Author: Gordon Platt

A growing number of US corporations are using their overseas cash to fund mergers and acquisitions, rather than returning the money to the US, which has a 35% corporate tax rate, among the highest in the world. Corporate inversions, whereby a US company buys a smaller company in a low-tax country and then shifts its headquarters overseas to save on taxes, are also on the rise.

Mergers and acquisitions in Europe are finally picking up, with bids from the US leading the way, according
to analysts at Barclays Capital. “We estimate that the largest US companies by market cap have $974 billion of cash-like assets held overseas,” Barclays says. “Repatriation of this cash could have significant tax implications,
which may make it more attractive to use this cash for overseas M&A.”

Pfizer’s $106 billion takeover bid for Britain’s AstraZeneca has put the spotlight on tax-driven deal making, but
there appears to be little US authorities can do to halt such transactions under current laws.
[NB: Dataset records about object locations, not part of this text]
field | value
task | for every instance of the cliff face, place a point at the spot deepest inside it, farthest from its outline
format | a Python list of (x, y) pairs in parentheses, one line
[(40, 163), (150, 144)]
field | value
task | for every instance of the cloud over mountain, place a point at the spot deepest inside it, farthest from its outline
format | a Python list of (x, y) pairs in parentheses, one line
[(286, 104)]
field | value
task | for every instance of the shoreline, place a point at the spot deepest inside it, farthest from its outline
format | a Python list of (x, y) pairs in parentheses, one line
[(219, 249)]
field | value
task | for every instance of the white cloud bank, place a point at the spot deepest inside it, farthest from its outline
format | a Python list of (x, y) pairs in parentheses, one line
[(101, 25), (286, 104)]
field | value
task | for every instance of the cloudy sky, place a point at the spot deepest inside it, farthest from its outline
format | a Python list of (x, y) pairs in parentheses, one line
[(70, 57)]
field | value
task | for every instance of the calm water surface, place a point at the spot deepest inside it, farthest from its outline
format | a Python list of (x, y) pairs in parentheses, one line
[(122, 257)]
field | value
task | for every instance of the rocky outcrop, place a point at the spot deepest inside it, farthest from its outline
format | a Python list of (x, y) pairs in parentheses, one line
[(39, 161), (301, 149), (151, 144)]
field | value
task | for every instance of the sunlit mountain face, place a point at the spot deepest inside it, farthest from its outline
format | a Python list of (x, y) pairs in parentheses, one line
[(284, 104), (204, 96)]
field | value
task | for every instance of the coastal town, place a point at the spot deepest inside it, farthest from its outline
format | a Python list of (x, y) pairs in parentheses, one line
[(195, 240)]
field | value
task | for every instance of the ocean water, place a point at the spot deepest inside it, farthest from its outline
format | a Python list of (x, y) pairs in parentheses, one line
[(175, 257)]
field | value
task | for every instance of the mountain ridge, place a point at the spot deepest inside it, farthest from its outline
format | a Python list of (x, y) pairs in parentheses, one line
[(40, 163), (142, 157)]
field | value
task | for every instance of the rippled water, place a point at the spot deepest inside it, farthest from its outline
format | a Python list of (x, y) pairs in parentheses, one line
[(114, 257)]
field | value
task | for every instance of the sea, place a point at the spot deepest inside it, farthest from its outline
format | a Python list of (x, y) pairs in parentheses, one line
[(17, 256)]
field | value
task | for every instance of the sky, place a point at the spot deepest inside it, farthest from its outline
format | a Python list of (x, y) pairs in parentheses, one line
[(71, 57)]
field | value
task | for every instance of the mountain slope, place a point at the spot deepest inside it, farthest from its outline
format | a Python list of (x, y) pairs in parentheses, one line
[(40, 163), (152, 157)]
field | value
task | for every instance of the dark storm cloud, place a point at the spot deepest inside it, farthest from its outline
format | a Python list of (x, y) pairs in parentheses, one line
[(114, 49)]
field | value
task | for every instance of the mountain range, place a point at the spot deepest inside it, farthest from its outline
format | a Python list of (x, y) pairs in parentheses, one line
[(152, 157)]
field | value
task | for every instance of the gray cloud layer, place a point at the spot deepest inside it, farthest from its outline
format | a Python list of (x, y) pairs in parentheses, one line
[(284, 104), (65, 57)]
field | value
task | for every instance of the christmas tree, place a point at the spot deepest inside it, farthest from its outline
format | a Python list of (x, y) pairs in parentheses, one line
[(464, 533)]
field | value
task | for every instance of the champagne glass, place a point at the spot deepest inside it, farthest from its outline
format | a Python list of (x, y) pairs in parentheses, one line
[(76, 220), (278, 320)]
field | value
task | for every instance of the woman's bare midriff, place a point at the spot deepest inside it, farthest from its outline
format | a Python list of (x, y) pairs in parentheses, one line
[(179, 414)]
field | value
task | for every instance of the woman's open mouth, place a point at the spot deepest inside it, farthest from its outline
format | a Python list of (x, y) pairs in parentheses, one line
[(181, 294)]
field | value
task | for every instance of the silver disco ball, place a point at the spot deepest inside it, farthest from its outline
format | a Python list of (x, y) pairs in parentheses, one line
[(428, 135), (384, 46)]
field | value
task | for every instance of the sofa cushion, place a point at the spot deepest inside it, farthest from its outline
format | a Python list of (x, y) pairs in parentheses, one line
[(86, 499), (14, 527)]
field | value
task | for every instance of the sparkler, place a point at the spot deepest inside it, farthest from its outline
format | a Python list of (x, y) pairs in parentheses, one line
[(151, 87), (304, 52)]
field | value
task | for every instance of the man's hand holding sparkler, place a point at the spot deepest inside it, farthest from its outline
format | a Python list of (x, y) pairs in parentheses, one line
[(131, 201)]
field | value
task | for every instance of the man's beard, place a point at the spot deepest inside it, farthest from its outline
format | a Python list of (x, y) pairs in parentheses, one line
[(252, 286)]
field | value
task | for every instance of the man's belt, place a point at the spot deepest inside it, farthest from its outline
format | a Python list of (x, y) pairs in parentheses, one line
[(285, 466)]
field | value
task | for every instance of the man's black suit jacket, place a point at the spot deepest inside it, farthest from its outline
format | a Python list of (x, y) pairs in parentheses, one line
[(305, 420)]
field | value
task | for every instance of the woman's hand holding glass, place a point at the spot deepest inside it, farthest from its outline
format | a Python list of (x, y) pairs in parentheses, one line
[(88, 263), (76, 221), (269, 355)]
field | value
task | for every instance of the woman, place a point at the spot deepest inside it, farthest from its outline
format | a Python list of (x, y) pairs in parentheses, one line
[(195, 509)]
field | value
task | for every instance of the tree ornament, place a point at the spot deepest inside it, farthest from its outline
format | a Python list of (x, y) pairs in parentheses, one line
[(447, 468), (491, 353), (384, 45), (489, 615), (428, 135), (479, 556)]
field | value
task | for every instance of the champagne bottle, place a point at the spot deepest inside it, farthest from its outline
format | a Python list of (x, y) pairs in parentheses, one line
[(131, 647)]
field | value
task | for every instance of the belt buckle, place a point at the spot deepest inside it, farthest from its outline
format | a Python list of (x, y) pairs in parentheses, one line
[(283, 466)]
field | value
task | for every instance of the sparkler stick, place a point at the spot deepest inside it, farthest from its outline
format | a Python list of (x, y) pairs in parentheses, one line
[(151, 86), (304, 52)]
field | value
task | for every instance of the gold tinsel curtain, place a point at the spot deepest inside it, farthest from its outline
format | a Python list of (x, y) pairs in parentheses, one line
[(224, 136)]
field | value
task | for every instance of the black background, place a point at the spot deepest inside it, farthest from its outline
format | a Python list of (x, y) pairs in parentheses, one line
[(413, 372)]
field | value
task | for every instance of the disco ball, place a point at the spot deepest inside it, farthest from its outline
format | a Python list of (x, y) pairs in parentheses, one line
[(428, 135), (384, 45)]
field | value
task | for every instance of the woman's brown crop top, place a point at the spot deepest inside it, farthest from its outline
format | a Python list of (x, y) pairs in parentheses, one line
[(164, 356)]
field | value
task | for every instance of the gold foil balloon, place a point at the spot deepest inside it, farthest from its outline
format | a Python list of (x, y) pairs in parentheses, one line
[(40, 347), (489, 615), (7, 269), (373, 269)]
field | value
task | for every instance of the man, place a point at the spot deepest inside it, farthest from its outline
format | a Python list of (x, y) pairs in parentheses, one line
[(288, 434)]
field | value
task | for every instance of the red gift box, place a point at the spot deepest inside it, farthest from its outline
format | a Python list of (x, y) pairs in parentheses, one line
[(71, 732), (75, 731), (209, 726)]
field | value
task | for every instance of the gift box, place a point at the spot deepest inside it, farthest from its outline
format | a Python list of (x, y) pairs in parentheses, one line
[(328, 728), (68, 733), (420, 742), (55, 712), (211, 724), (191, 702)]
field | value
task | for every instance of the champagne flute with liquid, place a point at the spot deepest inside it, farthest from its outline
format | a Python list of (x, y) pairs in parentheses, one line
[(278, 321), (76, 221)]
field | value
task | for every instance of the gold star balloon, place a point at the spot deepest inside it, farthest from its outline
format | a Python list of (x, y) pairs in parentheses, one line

Pfizer, whose first
two bids for AstraZeneca were rebuffed, is seeking to merge the two companies into a UK-domiciled holding company, which would be subject to a 21% corporate tax rate.


Pfizer says there are strategic business reasons for its proposed deal, but acknowledged it would gain a “more efficient tax structure.” Pfizer has an estimated $69 billion of offshore cash.

General Electric’s bid for the energy assets of France’s engineering company Alstom is another recent example of a major US company seeking to use its cash outside the US to acquire a European company. GE claims, however, that it is making the proposed deal for business reasons and not to avoid taxes on its $57 billion of overseas cash.

John Koskinen, commis-sioner of the US Internal Revenue Service, says the government probably cannot take action against corporate inversions under the current US tax code. “We try to make sure people are within the bounds, but if they play according to the rules, then they have a right to do that,” Koskinen told reporters in Washington on April 30. He said the tax code should be revised.


Patrick Cox, a partner at Withers Bergman, a law firm that advises clients on effective tax strategies for cross-border business, notes that the Obama administration has called for changes to the inversion rules as part of the 2015 budget proposal. He adds, “It is unlikely that the proposed changes will go through, however, because of the section regarding management location.” It would require a sea change of policy for the US to define a company’s residency status on the basis of where its “mind and management” is located, instead of where it is incorporated, Cox says. Nobody wants to be blamed for causing an executive flight from the US, he notes.

A wave of follow-on inversion activity could develop, as other companies become more aware of the opportunity to take advantage of a lower tax rate, Cox says. There are reputational risks involved, however, and manufacturers might not want to lose their “Made in USA” branding, he adds.

One solution for the US would be to lower the corporate tax rate—although that would present its own challenges, not least reducing much-needed tax revenues. There is an ongoing international effort to harmonize tax policies, but it is moving at a glacial pace, Cox says. The Organization for Economic Cooperation and Development, for example, is studying “base erosion profit sharing,” which ultimately could lead to profits’ being taxed in jurisdictions where they are earned. Under the OECD’s action plan, the first rules would not be written before the end of 2015.